In other words, a position as an associate with a large firm is a “better” employment outcome than becoming a temp doc reviewer or even an associate with a small local firm. That might seem crassly elitist, but then again only the Biglaw associate has a plausible prospect of paying off his student loans.Take that for what it's worth. Back when I was in law school, turning away from big law firms was what the best people did. But there are different ways of being elitist, and I certainly agree with the proposition that people who pay law school tuition and put themselves through the grind of law school are doing it with the goal of getting an excellent (or at least a good) career in law.
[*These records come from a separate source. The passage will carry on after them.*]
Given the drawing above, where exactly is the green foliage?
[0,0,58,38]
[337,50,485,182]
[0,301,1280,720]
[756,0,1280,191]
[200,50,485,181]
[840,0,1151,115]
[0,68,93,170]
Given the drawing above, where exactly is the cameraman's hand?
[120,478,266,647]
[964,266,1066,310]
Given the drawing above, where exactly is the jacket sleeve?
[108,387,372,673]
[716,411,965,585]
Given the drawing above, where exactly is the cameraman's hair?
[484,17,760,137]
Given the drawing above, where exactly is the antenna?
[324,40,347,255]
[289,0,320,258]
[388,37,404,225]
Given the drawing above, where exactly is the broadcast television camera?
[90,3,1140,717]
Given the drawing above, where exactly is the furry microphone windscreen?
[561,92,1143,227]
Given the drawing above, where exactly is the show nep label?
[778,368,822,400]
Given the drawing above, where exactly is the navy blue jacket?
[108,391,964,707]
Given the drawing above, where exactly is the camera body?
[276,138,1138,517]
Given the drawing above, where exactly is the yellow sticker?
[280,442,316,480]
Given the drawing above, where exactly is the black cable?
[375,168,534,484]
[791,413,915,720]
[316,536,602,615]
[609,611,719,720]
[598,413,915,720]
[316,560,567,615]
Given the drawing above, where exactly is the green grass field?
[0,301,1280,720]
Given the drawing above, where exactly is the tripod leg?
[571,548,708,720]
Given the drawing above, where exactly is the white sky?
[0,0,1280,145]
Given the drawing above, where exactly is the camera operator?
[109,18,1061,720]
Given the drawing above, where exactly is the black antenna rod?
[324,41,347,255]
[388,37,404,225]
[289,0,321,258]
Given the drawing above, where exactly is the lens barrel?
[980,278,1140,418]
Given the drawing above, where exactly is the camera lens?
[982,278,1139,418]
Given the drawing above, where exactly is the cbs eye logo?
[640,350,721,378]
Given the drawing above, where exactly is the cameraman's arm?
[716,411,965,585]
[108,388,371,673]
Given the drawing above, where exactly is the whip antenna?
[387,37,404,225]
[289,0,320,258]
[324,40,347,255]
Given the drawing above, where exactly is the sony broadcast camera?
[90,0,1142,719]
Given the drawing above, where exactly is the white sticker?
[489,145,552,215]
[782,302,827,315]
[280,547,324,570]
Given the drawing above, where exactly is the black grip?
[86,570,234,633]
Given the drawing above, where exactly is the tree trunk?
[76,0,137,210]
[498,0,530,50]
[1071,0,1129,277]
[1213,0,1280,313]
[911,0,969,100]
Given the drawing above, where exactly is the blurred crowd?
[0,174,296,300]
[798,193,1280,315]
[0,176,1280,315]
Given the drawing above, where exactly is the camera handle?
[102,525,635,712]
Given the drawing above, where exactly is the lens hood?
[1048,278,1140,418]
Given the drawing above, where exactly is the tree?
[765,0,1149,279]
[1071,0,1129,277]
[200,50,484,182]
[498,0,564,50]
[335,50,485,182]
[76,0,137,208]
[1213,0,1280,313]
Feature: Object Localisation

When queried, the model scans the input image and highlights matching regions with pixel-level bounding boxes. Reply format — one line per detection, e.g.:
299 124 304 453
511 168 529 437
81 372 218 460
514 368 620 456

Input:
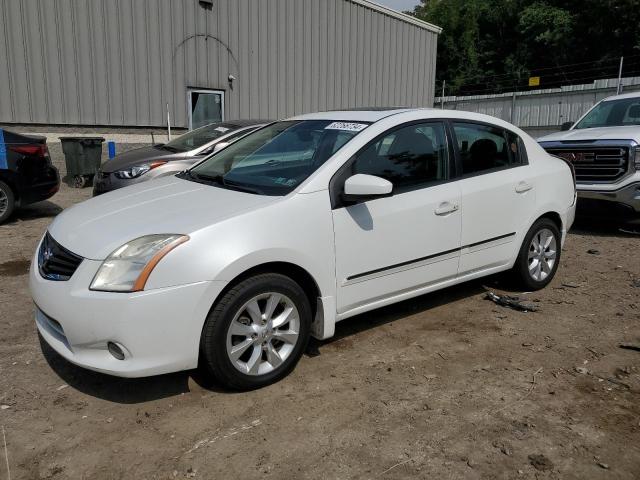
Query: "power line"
445 69 640 96
436 54 640 89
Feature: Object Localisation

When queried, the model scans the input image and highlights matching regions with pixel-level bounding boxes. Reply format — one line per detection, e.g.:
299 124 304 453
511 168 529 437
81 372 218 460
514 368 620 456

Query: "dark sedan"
0 129 60 223
93 120 270 196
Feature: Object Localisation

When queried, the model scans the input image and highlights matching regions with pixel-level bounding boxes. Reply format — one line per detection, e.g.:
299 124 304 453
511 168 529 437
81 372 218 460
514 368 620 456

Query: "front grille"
546 146 629 183
38 232 82 281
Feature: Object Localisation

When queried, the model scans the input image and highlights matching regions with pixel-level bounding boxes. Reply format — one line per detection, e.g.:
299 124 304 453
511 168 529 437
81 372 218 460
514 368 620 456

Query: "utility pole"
167 102 171 141
616 57 624 95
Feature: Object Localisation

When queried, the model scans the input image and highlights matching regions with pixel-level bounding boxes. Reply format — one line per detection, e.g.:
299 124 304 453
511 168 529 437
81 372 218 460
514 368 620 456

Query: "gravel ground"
0 152 640 480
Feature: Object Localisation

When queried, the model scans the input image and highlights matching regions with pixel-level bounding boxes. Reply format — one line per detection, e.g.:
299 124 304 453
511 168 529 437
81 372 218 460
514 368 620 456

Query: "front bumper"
578 181 640 222
29 249 230 377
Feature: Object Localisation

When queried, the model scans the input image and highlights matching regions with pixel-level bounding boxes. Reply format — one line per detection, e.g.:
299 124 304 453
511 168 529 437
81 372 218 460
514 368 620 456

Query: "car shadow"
39 335 240 404
570 218 640 238
4 200 63 225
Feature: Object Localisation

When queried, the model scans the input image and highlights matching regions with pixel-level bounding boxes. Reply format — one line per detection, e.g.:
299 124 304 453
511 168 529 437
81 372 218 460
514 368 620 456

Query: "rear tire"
200 273 311 390
513 218 562 290
0 182 16 224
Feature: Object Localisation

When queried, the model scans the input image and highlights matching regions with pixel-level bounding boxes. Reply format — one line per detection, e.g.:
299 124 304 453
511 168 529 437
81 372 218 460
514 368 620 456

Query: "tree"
413 0 640 94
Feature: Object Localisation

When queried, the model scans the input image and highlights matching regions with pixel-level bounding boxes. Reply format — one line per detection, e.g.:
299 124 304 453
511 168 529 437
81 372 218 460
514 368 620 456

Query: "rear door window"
352 122 449 191
453 122 526 175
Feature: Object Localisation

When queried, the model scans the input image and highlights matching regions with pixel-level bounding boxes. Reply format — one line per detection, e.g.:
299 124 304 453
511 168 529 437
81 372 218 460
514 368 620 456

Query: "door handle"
516 181 533 193
433 202 460 215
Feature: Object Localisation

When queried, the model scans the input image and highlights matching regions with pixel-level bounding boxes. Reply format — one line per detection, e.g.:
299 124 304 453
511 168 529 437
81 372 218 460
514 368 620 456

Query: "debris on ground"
529 454 553 470
485 292 538 312
492 440 513 456
618 343 640 352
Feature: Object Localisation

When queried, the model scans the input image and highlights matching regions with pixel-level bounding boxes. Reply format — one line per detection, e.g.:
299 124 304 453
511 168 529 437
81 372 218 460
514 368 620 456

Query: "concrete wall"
435 77 640 137
0 0 439 127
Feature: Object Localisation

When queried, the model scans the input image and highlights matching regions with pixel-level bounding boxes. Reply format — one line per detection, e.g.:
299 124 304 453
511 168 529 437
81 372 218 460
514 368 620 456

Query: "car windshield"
160 123 238 152
573 97 640 129
182 120 369 195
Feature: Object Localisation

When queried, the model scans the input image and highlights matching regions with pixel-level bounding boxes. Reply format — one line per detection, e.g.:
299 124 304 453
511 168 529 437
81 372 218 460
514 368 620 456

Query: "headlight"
114 161 167 180
90 235 189 292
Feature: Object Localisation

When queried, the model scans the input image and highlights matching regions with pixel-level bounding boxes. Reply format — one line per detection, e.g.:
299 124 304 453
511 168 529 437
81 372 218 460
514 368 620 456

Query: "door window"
187 90 224 129
453 122 523 175
352 123 448 191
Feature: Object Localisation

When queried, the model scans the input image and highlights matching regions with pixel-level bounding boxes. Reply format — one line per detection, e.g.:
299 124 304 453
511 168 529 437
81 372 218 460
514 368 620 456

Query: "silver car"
93 120 270 196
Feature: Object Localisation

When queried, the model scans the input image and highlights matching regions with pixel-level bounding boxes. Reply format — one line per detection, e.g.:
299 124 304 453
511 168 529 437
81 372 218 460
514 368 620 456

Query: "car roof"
222 118 273 128
289 107 422 123
289 107 524 135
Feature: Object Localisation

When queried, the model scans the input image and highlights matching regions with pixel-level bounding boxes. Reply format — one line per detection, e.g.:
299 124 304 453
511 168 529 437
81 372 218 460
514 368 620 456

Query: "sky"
373 0 420 12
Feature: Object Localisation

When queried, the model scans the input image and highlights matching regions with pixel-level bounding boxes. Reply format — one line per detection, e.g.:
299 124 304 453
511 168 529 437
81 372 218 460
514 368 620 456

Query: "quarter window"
453 122 523 175
352 123 448 191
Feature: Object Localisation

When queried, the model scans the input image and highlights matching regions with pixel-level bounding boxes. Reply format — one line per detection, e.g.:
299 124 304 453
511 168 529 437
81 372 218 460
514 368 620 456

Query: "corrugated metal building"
0 0 440 127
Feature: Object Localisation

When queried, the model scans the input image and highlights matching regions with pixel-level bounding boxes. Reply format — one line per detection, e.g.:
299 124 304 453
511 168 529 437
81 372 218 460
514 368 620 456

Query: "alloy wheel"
528 228 558 282
227 292 300 375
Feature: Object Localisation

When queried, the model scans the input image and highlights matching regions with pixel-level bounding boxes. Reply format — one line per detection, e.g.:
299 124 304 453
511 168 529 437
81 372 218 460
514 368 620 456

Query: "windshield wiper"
158 145 182 153
187 170 263 195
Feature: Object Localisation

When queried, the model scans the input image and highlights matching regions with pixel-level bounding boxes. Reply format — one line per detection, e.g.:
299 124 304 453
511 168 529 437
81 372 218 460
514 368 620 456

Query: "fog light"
107 342 124 360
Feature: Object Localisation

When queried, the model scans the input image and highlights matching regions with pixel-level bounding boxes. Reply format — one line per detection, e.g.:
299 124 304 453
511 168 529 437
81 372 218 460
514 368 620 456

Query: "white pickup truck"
538 92 640 224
In addition to placing a higher premium on “quality” (i.e., lucrative) job outcomes, we also acknowledge that “prestige” plays an out-sized role in the legal profession. We can all agree that Supreme Court clerkships and federal judgeships are among the most “prestigious” gigs to be had. Our methodology rewards schools for producing both.
In that light, the big red banner in the middle of the page over there says a lot: "44% of 2012 graduates did not secure a job in the law!" Now, there were 46,364 of these graduates, and 56% of them did find long-term employment in jobs that require admittance to the bar, so that's actually a lot of jobs. Any given student is betting on himself, so how bad are those odds? Of course, many of the people who get the jobs end up hating them. So there's that.
You've got to decide for yourself. Don't just bumble into law school because it's an obvious thing to do to get on a career track if you're reasonably smart and can't think of anywhere else to go. That was never a good idea. It's just a worse idea now than it used to be.